Abstract

Few studies have explored the immunology and genetic risk of paradoxical eczema occurring as an adverse event of biologic therapy in patients with psoriasis. We sought to describe the systemic inflammatory signature of paradoxical eczema using proteomics and explore whether this is genetically mediated. This study used the Olink Target 96 Inflammation panel on 256 serum samples from 71 patients with psoriasis and paradoxical eczema, and 75 controls with psoriasis to identify differentially expressed proteins and enriched gene sets.
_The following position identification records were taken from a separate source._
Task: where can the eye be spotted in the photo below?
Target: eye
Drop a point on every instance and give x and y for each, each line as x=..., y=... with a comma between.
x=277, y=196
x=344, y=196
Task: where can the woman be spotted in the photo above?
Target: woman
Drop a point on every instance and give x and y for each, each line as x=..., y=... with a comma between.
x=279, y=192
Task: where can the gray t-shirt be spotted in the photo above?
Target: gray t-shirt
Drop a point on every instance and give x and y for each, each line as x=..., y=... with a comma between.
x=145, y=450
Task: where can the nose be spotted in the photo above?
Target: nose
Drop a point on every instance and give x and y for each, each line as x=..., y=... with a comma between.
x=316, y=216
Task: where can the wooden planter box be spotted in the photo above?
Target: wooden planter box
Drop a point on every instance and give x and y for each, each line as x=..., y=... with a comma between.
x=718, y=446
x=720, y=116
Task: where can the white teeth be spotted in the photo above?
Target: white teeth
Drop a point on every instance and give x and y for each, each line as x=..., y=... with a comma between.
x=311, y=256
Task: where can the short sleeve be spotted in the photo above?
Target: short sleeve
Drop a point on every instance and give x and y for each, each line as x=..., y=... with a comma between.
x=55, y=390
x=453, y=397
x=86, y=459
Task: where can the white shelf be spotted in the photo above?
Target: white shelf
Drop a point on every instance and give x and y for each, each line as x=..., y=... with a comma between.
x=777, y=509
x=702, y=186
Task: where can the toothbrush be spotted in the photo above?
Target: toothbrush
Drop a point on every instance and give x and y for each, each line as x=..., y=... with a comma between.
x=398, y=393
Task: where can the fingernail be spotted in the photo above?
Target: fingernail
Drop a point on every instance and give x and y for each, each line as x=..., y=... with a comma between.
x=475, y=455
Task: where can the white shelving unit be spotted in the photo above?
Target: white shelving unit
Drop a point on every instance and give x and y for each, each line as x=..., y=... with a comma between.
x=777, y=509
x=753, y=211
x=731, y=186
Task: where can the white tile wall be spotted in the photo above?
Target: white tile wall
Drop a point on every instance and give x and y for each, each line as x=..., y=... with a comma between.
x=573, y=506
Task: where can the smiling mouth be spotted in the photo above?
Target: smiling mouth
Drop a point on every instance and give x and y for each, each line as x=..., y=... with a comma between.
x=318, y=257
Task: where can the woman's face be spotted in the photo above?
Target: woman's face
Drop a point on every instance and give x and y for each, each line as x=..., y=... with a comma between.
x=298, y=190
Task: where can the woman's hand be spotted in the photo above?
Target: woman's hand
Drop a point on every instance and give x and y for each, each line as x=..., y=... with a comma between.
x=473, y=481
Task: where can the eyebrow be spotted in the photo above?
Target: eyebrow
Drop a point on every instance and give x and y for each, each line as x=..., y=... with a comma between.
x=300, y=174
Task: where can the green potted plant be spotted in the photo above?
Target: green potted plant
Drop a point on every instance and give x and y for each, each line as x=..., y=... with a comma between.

Case samples from 1 or more time points (T1 prebiologic, T2 postbiologic, and T3 postparadoxical eczema) were matched 1:1 with control samples. Genes contributing to enriched gene sets were selected, and functional single nucleotide polymorphisms used to create polygenic risk scores in a genotyped cohort of 88 paradoxical eczema cases and 3124 psoriasis controls. STAMBP expression was lower in cases at T1 than in controls (log-fold change: -0.44; adjusted P= .022); no other proteins reached statistical significance at equivalent time points. Eleven gene sets including cytokine and chemokine pathways were enriched in cases at T2 and 10 at T3. Of the 39 proteins contributing to enriched gene sets, the majority are associated with the atopic dermatitis serum proteome. Apolygenic risk score including 38 functional single nucleotide polymorphisms linked to enriched gene sets was associated with paradoxical eczema (adjusted P= .046). The paradoxical eczema systemic inflammatory proteome trends toward atopic dermatitis at a gene-set level and is detectable before onset of the phenotype. This signature could be genetically determined.